The West Virginia Senate has
passed a bill 24-9 that would outlaw dismemberment abortions.
Officially known as The Unborn Child Protection from Dismemberment Abortion Act (S.B. 10) would ban abortion doctors from performing what is known as dilation and evacuation (D&E) abortion, a gruesome process which includes extracting the unborn baby’s body parts piece by piece from the womb.

photo Peter anemoneprojects via Flickr
The bill officially states that doctors are prohibited from “causing the death of an unborn child, purposely to dismember a living unborn child and extract him or her one piece at a time from the uterus.”
The bill does, however, make an exception to babies that are already dead due to miscarriage.
“Praise God from whom all blessings flow!” said West Virginians for Life on Facebook just minutes after the vote. “Now on to the House Health Committee.”

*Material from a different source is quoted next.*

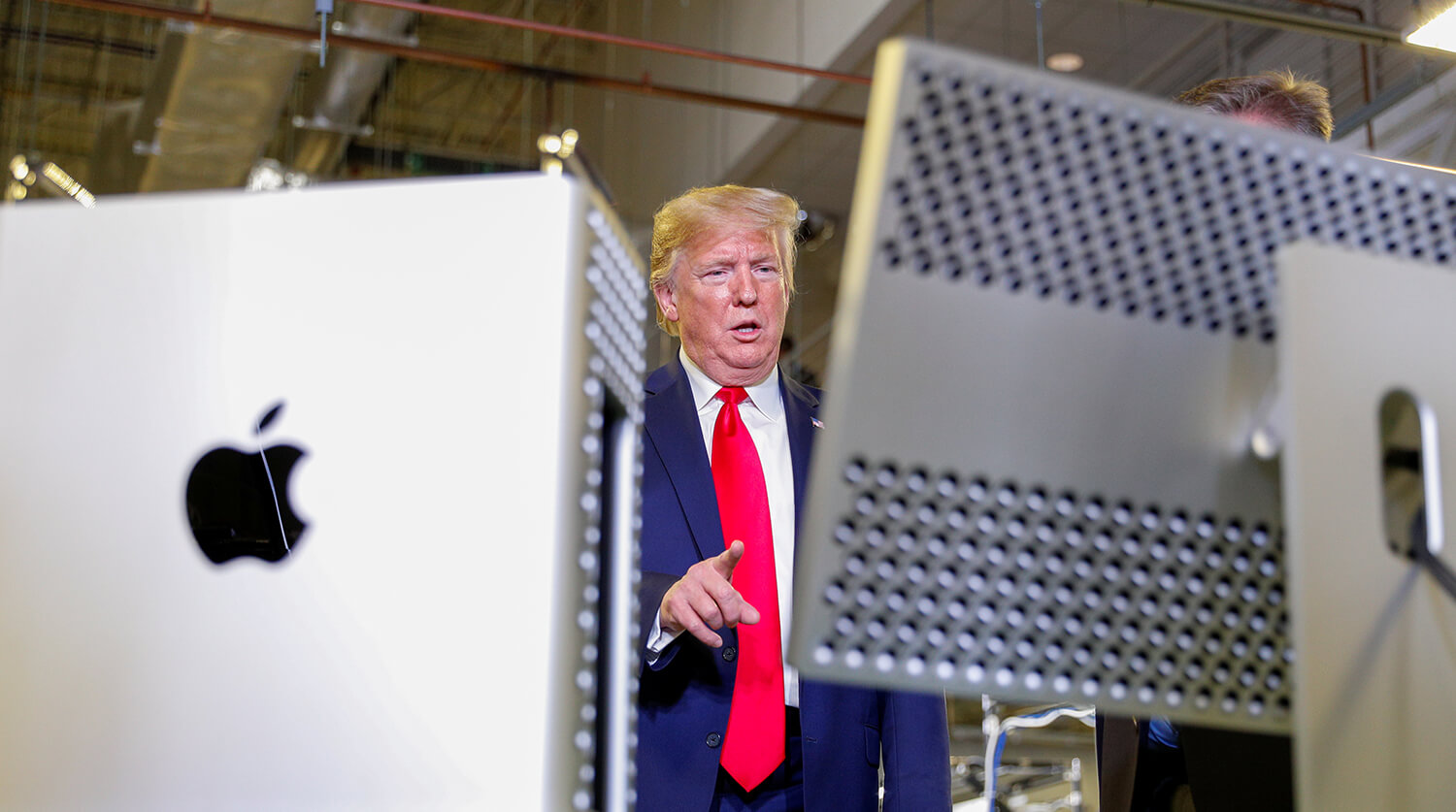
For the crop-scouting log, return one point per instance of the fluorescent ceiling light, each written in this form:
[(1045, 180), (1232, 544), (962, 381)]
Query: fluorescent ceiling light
[(1438, 32), (1065, 63)]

The bill, if signed into law, would not enforce any criminal charges on doctors who continue to dismember unborn children illegally, but it could make it possible for those doctors to lose their medical licenses.
“Dismemberment abortion is a barbaric practice that we wouldn’t do to a criminal,” State Senator Dave Sypolt, R-Preston, told the Charleston Gazette-Mail.
The bill goes next to the House of Delegates.
Dr. Anthony Levantino gave gruesome testimony to the U.S. House in 2012, in which he described the common second-trimester procedure that requires the abortionist to extract the baby’s body parts by removing them one at a time.
Lawmakers have introduced similar dismemberment abortion bans in Idaho, Missouri, Minnesota, and Nebraska, and bills are expected to be filed in Kentucky, Michigan, New Hampshire, New Jersey, Rhode Island, and South Carolina, according to the Center for Reproductive Rights.